Comme on avait laissé les portes ouvertes, d’autres personnes entraient sans cesse, se pressaient pour voir, des baigneurs convaincus et anxieux.

– Plus vite, commanda le docteur Latonne.

L’homme de peine tourna plus fort. Les jambes du vieux se mirent à courir, et lui, saisi d’une gaîté irrésistible, comme un enfant qu’on chatouille, riait de toute sa force, en agitant sa tête éperdument. Et il répétait, au milieu de ses crises de rire: «Ché rigolo, ché rigolo!» ayant cueilli ce mot sans doute dans la bouche de quelque étranger.

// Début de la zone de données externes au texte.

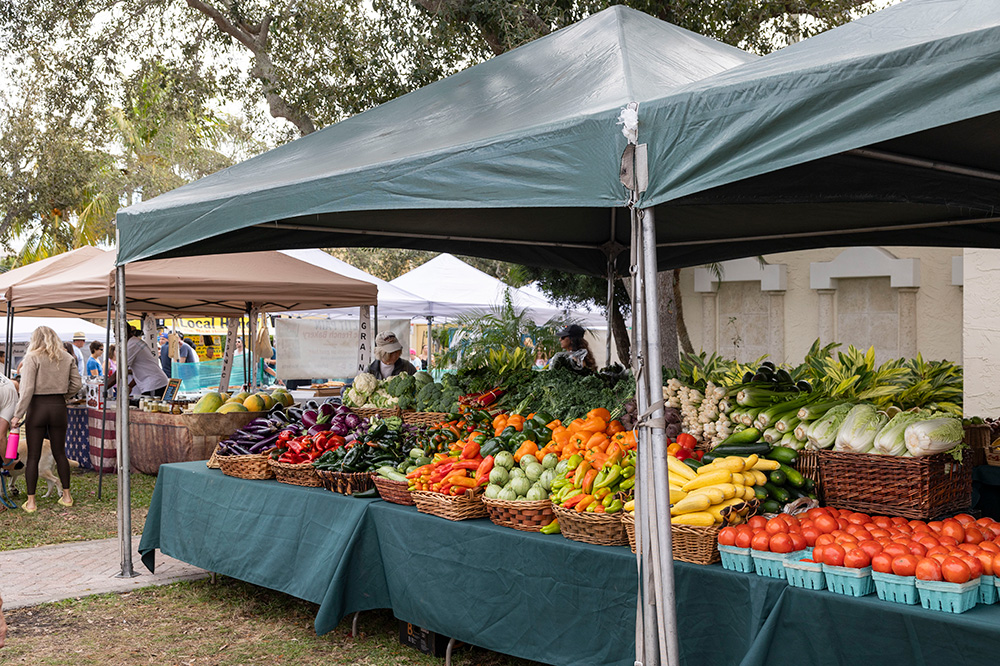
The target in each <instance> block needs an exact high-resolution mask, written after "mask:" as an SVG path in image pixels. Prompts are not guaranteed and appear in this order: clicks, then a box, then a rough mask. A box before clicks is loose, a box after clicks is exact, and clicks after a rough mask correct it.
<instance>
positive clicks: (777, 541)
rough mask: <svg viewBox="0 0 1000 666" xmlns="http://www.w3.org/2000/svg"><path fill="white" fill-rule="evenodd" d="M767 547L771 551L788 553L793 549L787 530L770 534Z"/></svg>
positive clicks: (772, 552)
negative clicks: (769, 537)
mask: <svg viewBox="0 0 1000 666" xmlns="http://www.w3.org/2000/svg"><path fill="white" fill-rule="evenodd" d="M768 548H769V550H770V551H771V552H772V553H790V552H792V551H793V550H794V548H793V547H792V537H790V536H789V535H788V533H787V532H776V533H775V534H772V535H771V538H770V540H769V542H768Z"/></svg>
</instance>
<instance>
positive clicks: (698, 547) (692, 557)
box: [670, 524, 722, 564]
mask: <svg viewBox="0 0 1000 666" xmlns="http://www.w3.org/2000/svg"><path fill="white" fill-rule="evenodd" d="M720 529H722V526H721V525H713V526H712V527H694V526H693V525H673V524H671V525H670V538H671V542H672V544H673V549H674V559H675V560H680V561H681V562H690V563H691V564H712V563H713V562H718V561H719V560H720V559H722V558H721V556H720V555H719V543H718V539H719V530H720Z"/></svg>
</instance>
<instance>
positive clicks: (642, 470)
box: [632, 211, 672, 666]
mask: <svg viewBox="0 0 1000 666" xmlns="http://www.w3.org/2000/svg"><path fill="white" fill-rule="evenodd" d="M639 245H640V228H639V222H638V219H637V218H636V215H635V212H634V211H633V213H632V248H633V254H632V267H633V268H632V270H633V274H632V293H633V295H635V294H639V293H641V290H642V289H643V285H644V282H645V273H644V272H643V255H642V252H641V251H640V250H639ZM633 307H634V310H633V322H634V325H633V327H632V331H633V337H634V344H633V345H632V348H633V350H634V352H633V354H632V359H633V364H634V374H635V377H636V407H637V412H638V413H640V414H641V413H642V412H643V411H645V409H646V406H648V405H649V402H650V400H649V385H648V383H647V382H646V381H645V380H644V373H645V372H646V370H645V369H644V365H645V364H646V356H645V353H644V351H643V349H644V345H645V338H646V334H647V331H646V329H645V327H644V326H643V322H644V321H645V309H646V303H645V301H644V299H642V298H640V297H635V298H634V299H633ZM647 434H648V431H647V429H646V428H639V429H638V433H637V435H638V439H639V450H638V454H639V468H638V470H637V473H638V479H637V485H636V505H637V510H636V550H638V551H639V558H640V565H641V572H642V573H641V578H640V585H641V587H640V590H639V592H640V594H639V596H640V600H641V603H642V609H641V610H642V617H641V626H642V652H641V654H637V658H638V659H641V660H642V664H643V666H657V665H659V664H660V663H661V661H660V652H661V642H662V641H661V631H660V629H661V628H660V623H659V617H658V612H657V603H658V599H657V597H658V594H659V588H658V587H657V585H656V581H657V580H658V579H659V573H658V571H657V569H658V568H659V560H658V558H657V557H656V554H657V547H656V538H657V537H656V534H657V532H656V526H657V522H656V513H655V511H653V510H652V507H653V506H654V503H653V495H652V491H651V489H652V485H653V484H652V472H651V470H650V458H651V449H650V445H649V438H648V437H647ZM640 537H641V538H640ZM640 544H641V545H642V550H639V545H640ZM637 620H638V618H637ZM671 666H672V665H671Z"/></svg>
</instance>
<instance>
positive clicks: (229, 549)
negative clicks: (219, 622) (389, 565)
mask: <svg viewBox="0 0 1000 666" xmlns="http://www.w3.org/2000/svg"><path fill="white" fill-rule="evenodd" d="M372 502H373V500H360V499H357V498H354V497H345V496H342V495H337V494H335V493H331V492H330V491H328V490H325V489H323V488H301V487H298V486H291V485H287V484H282V483H278V482H277V481H274V480H270V481H248V480H245V479H235V478H232V477H228V476H224V475H223V474H222V472H220V471H219V470H214V469H208V467H207V466H206V465H205V462H204V461H197V462H187V463H175V464H170V465H162V466H161V467H160V473H159V475H158V477H157V480H156V489H155V491H154V492H153V500H152V503H151V504H150V509H149V515H148V516H147V518H146V527H145V529H144V530H143V534H142V540H141V541H140V543H139V552H140V554H141V555H142V561H143V563H144V564H145V565H146V567H147V568H148V569H149V570H150V571H152V570H153V562H154V552H153V550H154V549H156V548H159V549H160V550H161V551H162V552H163V553H165V554H167V555H170V556H171V557H174V558H177V559H178V560H181V561H183V562H187V563H189V564H193V565H195V566H198V567H201V568H203V569H207V570H208V571H214V572H216V573H221V574H225V575H227V576H231V577H233V578H237V579H239V580H243V581H247V582H249V583H253V584H255V585H260V586H262V587H267V588H271V589H274V590H279V591H281V592H285V593H287V594H290V595H292V596H295V597H298V598H300V599H306V600H307V601H311V602H313V603H316V604H319V605H320V608H319V613H318V614H317V615H316V623H315V626H316V632H317V633H319V634H324V633H326V632H328V631H330V630H332V629H333V628H334V627H336V626H337V623H338V622H339V621H340V619H341V618H342V617H343V616H344V615H345V614H346V613H350V612H353V611H356V610H370V609H373V608H388V607H389V605H390V604H389V595H388V591H387V588H386V585H385V577H384V576H383V574H382V561H381V558H380V556H379V547H378V540H377V538H376V535H375V529H374V527H373V526H372V524H371V523H370V522H369V521H367V520H365V516H366V514H367V512H368V510H369V508H370V506H371V505H372Z"/></svg>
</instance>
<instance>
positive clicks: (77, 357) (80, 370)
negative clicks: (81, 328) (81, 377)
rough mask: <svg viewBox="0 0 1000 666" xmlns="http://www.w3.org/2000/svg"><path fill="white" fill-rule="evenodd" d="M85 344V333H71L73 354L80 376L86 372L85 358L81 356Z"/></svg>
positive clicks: (85, 364)
mask: <svg viewBox="0 0 1000 666" xmlns="http://www.w3.org/2000/svg"><path fill="white" fill-rule="evenodd" d="M86 344H87V334H86V333H84V332H83V331H77V332H76V333H74V334H73V356H75V357H76V367H77V369H79V371H80V376H81V377H83V375H84V373H85V372H86V366H87V359H86V358H84V356H83V347H84V345H86Z"/></svg>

Colosse à son tour éclata et, tapant du pied par terre, se frappant les cuisses de ses mains, il criait:

– Ah! bougrrre de Cloviche… bougrrre de Cloviche…

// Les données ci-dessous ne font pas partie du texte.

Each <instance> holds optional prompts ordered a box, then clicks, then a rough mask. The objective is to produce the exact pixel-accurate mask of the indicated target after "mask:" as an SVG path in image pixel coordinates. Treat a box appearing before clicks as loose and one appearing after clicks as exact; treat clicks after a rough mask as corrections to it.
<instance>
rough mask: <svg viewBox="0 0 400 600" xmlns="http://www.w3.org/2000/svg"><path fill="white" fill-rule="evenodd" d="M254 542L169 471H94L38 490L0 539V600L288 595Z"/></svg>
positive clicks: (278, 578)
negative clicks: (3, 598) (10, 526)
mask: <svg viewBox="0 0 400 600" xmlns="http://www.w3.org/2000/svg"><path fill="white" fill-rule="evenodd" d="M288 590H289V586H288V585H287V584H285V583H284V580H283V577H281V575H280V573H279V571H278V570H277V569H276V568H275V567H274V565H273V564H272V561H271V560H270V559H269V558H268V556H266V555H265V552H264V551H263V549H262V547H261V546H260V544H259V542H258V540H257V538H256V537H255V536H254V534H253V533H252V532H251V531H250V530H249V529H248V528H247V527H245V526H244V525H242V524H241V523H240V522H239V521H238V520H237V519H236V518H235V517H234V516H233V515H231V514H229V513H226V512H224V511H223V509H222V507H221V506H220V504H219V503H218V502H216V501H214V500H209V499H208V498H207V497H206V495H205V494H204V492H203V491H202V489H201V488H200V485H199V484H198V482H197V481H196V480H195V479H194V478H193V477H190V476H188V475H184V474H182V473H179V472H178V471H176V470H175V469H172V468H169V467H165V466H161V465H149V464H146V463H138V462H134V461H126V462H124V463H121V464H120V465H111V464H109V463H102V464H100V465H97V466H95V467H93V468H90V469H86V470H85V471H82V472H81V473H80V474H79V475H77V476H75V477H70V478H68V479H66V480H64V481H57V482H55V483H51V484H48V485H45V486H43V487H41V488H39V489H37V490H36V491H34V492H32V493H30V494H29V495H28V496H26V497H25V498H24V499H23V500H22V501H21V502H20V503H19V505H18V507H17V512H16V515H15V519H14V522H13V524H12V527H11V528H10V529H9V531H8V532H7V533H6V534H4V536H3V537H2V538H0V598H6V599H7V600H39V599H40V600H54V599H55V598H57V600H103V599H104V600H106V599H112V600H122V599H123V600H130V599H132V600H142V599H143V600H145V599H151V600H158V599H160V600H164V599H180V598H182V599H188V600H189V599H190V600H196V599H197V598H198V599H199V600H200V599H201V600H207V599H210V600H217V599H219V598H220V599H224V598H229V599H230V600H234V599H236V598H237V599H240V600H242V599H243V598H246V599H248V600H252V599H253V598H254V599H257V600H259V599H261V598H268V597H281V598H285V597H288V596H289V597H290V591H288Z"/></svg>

– Assez! ordonna l’inspecteur.

On détacha le vagabond, et les médecins s’écartèrent pour constater le résultat.

Alors on vit le père Clovis descendre tout seul de son fauteuil; et il marcha. Il allait à petits pas, il est vrai, tout courbé et grimaçant de fatigue à chaque effort! mais il marchait!

Le docteur Bonnefille déclara le premier:

– C’est un cas tout à fait remarquable.

Le docteur Black aussitôt renchérit sur son confrère. Seul, le docteur Honorat ne dit rien.

Gontran murmurait à l’oreille de Paul:

– Je ne comprends pas. Regarde leurs têtes. Sont-ils dupes ou complaisants?

Mais Andermatt parlait. Il racontait cette cure depuis le premier jour, la rechute et la guérison enfin qui s’annonçait définitive, absolue. Il ajouta gaîment:

– Et si notre malade est un peu repris chaque hiver, nous le reguérirons chaque été.

Puis il fit l’éloge pompeux des eaux du MontOriol, célébra leurs propriétés, toutes leurs propriétés:

– Moi-même, disait-il, j’ai pu expérimenter leur puissance dans une personne qui m’est bien chère, et si ma famille ne s’éteint pas, c’est à Mont-Oriol que je le devrai.

Mais tout à coup un souvenir l’assaillit: il avait promis à sa femme la visite de Paul Brétigny. Son remords fut vif, car il était plein de soins pour elle. Il regarda donc autour de lui, aperçut Paul et, le rejoignant:

– Mon cher ami, j’ai complètement oublié de vous dire que Christiane vous attend en ce moment.

Brétigny balbutia:

– Moi… en ce moment…?

– Oui, elle s’est levée aujourd’hui et elle désire vous voir avant tout le monde. Courez-y donc bien vite, et excusez-moi.

Paul s’en alla vers l’hôtel, le coeur palpitant d’émotion.